One embodiment can be characterized as a method of storing data in a network database system comprising receiving a first value for a dataset, the first value corresponding to a first node; storing the first value for the dataset; receiving a second value for the dataset, the second value corresponding to a second node, wherein the first value is different from the second value; identifying a conflict between the first value for the dataset and the second value for the dataset; and storing the second value for the dataset along with the first value for the dataset.

Another embodiment can be characterized as a method of resolving a conflict in a network database system comprising storing a first value for a dataset, the first value corresponding to a first node; storing a second value for the dataset, the second value corresponding to a second node, wherein the first value is different from the second value; initiating a first process based upon the first value for the dataset; initiating a second process based upon the second value for the dataset; and deleting one of the first value for the dataset and the second value for the dataset based upon the outcome of at least one of the first process and the second process.
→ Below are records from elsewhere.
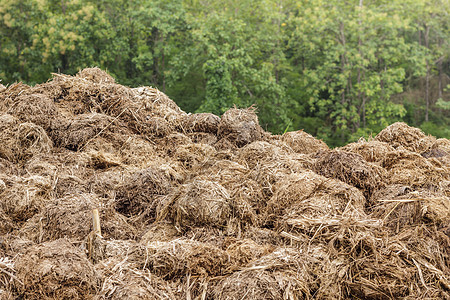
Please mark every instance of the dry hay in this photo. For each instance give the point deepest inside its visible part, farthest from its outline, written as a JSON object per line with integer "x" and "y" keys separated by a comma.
{"x": 20, "y": 141}
{"x": 160, "y": 232}
{"x": 224, "y": 144}
{"x": 122, "y": 282}
{"x": 84, "y": 128}
{"x": 411, "y": 169}
{"x": 147, "y": 103}
{"x": 246, "y": 194}
{"x": 201, "y": 122}
{"x": 440, "y": 151}
{"x": 400, "y": 206}
{"x": 415, "y": 255}
{"x": 193, "y": 156}
{"x": 352, "y": 169}
{"x": 8, "y": 95}
{"x": 142, "y": 192}
{"x": 158, "y": 126}
{"x": 95, "y": 75}
{"x": 6, "y": 224}
{"x": 181, "y": 257}
{"x": 90, "y": 90}
{"x": 56, "y": 270}
{"x": 372, "y": 150}
{"x": 198, "y": 203}
{"x": 71, "y": 217}
{"x": 137, "y": 151}
{"x": 262, "y": 236}
{"x": 302, "y": 142}
{"x": 66, "y": 170}
{"x": 400, "y": 134}
{"x": 258, "y": 152}
{"x": 172, "y": 142}
{"x": 309, "y": 195}
{"x": 25, "y": 197}
{"x": 104, "y": 182}
{"x": 38, "y": 109}
{"x": 8, "y": 168}
{"x": 282, "y": 274}
{"x": 202, "y": 138}
{"x": 244, "y": 251}
{"x": 240, "y": 126}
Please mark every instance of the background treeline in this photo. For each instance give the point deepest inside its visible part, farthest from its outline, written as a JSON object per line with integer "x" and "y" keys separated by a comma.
{"x": 338, "y": 69}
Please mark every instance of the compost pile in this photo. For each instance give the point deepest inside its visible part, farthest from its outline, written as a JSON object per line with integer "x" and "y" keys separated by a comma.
{"x": 199, "y": 206}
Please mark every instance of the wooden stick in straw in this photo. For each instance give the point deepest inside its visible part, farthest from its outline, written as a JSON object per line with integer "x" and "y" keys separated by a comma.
{"x": 96, "y": 221}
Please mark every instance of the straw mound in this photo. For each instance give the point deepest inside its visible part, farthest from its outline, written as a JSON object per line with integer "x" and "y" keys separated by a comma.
{"x": 25, "y": 197}
{"x": 173, "y": 141}
{"x": 95, "y": 75}
{"x": 71, "y": 217}
{"x": 246, "y": 195}
{"x": 133, "y": 284}
{"x": 258, "y": 152}
{"x": 159, "y": 127}
{"x": 399, "y": 206}
{"x": 240, "y": 126}
{"x": 160, "y": 232}
{"x": 352, "y": 169}
{"x": 309, "y": 195}
{"x": 400, "y": 134}
{"x": 409, "y": 168}
{"x": 282, "y": 274}
{"x": 66, "y": 170}
{"x": 142, "y": 192}
{"x": 83, "y": 128}
{"x": 182, "y": 256}
{"x": 202, "y": 138}
{"x": 38, "y": 109}
{"x": 198, "y": 203}
{"x": 20, "y": 141}
{"x": 194, "y": 155}
{"x": 244, "y": 251}
{"x": 372, "y": 150}
{"x": 302, "y": 142}
{"x": 137, "y": 151}
{"x": 56, "y": 270}
{"x": 193, "y": 206}
{"x": 202, "y": 122}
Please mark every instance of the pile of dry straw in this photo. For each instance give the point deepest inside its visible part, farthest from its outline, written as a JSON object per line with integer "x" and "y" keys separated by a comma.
{"x": 197, "y": 206}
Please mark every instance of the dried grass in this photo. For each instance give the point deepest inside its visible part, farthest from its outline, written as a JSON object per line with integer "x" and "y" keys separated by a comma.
{"x": 309, "y": 195}
{"x": 217, "y": 208}
{"x": 142, "y": 192}
{"x": 71, "y": 217}
{"x": 179, "y": 257}
{"x": 198, "y": 203}
{"x": 352, "y": 169}
{"x": 400, "y": 134}
{"x": 202, "y": 138}
{"x": 58, "y": 270}
{"x": 25, "y": 197}
{"x": 411, "y": 169}
{"x": 302, "y": 142}
{"x": 240, "y": 126}
{"x": 372, "y": 151}
{"x": 201, "y": 122}
{"x": 20, "y": 141}
{"x": 400, "y": 206}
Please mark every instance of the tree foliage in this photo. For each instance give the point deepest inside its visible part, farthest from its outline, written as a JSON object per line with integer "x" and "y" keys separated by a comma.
{"x": 338, "y": 69}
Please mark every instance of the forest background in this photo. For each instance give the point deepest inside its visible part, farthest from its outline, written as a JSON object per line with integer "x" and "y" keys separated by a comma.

Yet another embodiment includes a method of resolving a conflict in a network database system comprising storing a first value for a dataset, the first value corresponding to a first node; storing a second value for the dataset, the second value corresponding to a second node, wherein the first value is different from the second value; receiving a request for the dataset from a requesting thread; creating a clone of the requesting thread; providing the first value for the dataset to the requesting thread, the requesting thread running a first process; providing the second value for the dataset to the clone of the requesting thread, the clone of the requesting thread running a second process; and deleting one of the first value for the dataset and the second value for the dataset based upon the outcome of at least one of the first process and the second process.
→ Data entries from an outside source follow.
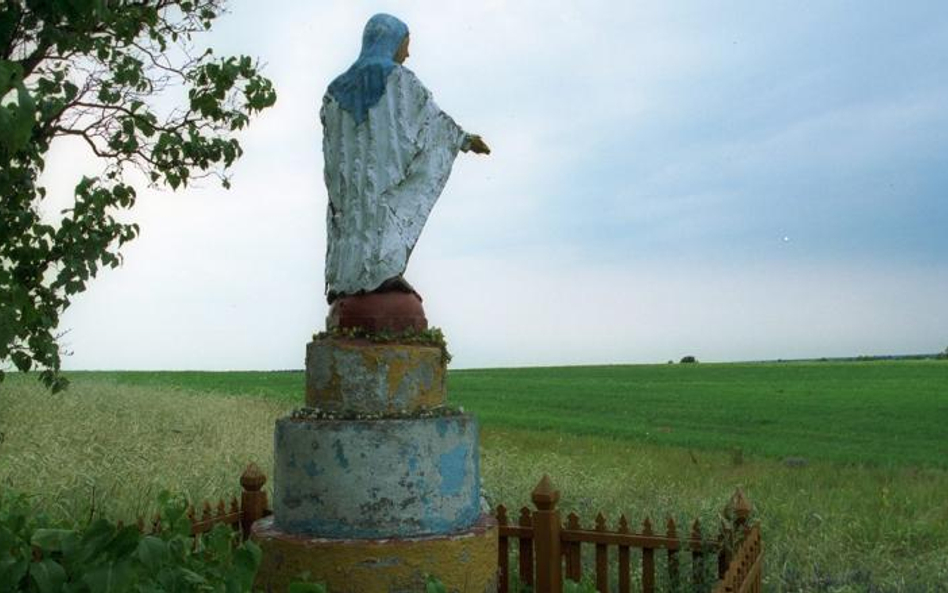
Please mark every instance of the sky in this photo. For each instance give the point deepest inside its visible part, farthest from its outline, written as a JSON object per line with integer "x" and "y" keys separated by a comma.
{"x": 728, "y": 180}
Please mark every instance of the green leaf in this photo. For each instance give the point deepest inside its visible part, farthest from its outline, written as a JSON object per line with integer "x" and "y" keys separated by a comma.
{"x": 153, "y": 552}
{"x": 48, "y": 575}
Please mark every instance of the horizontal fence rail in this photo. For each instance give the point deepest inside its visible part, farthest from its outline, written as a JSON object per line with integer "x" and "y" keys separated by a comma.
{"x": 549, "y": 551}
{"x": 253, "y": 505}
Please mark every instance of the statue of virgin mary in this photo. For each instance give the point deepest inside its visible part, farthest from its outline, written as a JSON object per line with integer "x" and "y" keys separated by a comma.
{"x": 388, "y": 152}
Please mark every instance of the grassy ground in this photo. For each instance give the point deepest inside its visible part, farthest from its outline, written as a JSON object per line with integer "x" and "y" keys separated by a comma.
{"x": 880, "y": 413}
{"x": 843, "y": 522}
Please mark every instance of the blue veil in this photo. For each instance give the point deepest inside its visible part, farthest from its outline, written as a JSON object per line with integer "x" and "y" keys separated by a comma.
{"x": 363, "y": 84}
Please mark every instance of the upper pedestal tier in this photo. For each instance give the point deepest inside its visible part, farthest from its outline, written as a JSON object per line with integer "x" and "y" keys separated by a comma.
{"x": 352, "y": 375}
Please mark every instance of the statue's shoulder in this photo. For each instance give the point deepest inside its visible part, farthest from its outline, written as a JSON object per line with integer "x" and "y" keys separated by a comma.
{"x": 405, "y": 78}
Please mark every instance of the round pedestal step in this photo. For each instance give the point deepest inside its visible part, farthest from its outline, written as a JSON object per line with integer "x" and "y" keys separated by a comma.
{"x": 376, "y": 478}
{"x": 463, "y": 562}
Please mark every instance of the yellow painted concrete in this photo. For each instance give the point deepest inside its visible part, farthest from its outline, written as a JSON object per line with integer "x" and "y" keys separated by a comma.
{"x": 465, "y": 563}
{"x": 419, "y": 370}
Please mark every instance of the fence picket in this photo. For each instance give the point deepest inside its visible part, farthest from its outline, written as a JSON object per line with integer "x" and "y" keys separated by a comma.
{"x": 697, "y": 557}
{"x": 574, "y": 558}
{"x": 503, "y": 551}
{"x": 625, "y": 586}
{"x": 648, "y": 560}
{"x": 602, "y": 558}
{"x": 674, "y": 575}
{"x": 526, "y": 549}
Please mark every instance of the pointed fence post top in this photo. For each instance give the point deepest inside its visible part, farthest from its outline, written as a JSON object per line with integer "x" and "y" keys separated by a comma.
{"x": 740, "y": 506}
{"x": 252, "y": 480}
{"x": 544, "y": 496}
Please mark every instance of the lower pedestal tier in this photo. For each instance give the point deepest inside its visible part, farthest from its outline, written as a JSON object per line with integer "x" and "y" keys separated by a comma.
{"x": 376, "y": 478}
{"x": 464, "y": 562}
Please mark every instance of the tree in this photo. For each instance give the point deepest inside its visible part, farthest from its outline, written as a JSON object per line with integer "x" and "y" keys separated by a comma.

The following embodiments described herein will be described with the assumption that data stored in the database system contains volatile and non-authoritative data. That is, the data in the database can eventually be reloaded from some other authoritative data location, and the data is subject to change at any time. Therefore, the embodiments described herein are applicable to, for example, Visited Location Registers (VLRs) which store temporary data, such as for example, provisioning information about subscribers serviced by the a mobile station and mobility management information about the subscribers. For example, a VLR may think that a subscriber is in Chicago when the subscriber is actually in New York. The subscriber is the authoritative source that can correct the data in the VLR because the subscriber will always know its current location. Many other types of database systems, such as a web search engines, also can utilize the embodiments described herein. While the above assumptions apply to the embodiments described herein, the embodiments described herein should not be limited only to database systems including all of the above assumptions.
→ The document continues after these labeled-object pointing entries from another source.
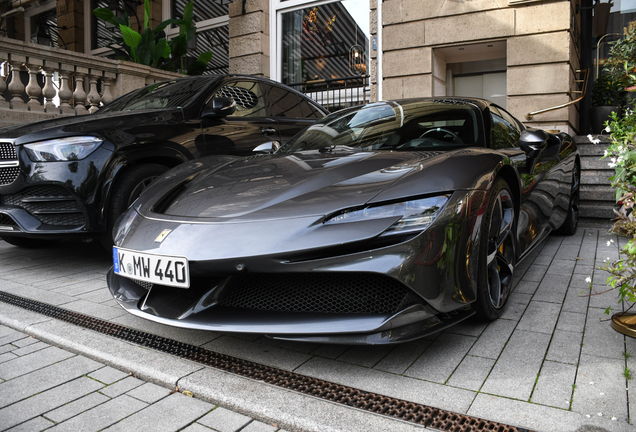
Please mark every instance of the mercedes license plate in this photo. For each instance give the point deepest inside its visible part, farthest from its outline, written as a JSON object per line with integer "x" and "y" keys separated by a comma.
{"x": 157, "y": 269}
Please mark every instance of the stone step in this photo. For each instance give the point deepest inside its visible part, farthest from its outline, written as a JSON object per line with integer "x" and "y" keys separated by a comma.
{"x": 596, "y": 209}
{"x": 597, "y": 193}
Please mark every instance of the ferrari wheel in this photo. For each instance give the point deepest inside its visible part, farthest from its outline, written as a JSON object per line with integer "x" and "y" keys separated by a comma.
{"x": 497, "y": 253}
{"x": 126, "y": 190}
{"x": 572, "y": 218}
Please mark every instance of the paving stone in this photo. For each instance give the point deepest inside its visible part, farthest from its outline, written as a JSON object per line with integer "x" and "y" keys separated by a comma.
{"x": 169, "y": 414}
{"x": 271, "y": 356}
{"x": 20, "y": 343}
{"x": 439, "y": 360}
{"x": 535, "y": 273}
{"x": 33, "y": 425}
{"x": 565, "y": 347}
{"x": 555, "y": 385}
{"x": 517, "y": 368}
{"x": 45, "y": 378}
{"x": 600, "y": 339}
{"x": 76, "y": 407}
{"x": 225, "y": 420}
{"x": 7, "y": 356}
{"x": 600, "y": 387}
{"x": 104, "y": 415}
{"x": 108, "y": 375}
{"x": 471, "y": 373}
{"x": 149, "y": 393}
{"x": 526, "y": 287}
{"x": 493, "y": 339}
{"x": 257, "y": 426}
{"x": 402, "y": 356}
{"x": 371, "y": 380}
{"x": 121, "y": 387}
{"x": 31, "y": 348}
{"x": 540, "y": 317}
{"x": 367, "y": 356}
{"x": 46, "y": 401}
{"x": 571, "y": 321}
{"x": 28, "y": 363}
{"x": 561, "y": 267}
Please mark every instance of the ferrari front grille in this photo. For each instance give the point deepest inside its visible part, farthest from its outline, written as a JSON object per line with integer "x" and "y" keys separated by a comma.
{"x": 347, "y": 293}
{"x": 53, "y": 205}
Referring to FIG. 1, an example of an update to the database system is shown in accordance with one embodiment. Shown is a first node 100 and a second node 102.

The first node 100 (shown as Node A) is, for example, a computer that includes a database. The second node 102 (shown as Node B) is also, for example, a computer that includes a copy of the database. At the outset, the first node 100 and the second node 102 have equal values for all the data in their database.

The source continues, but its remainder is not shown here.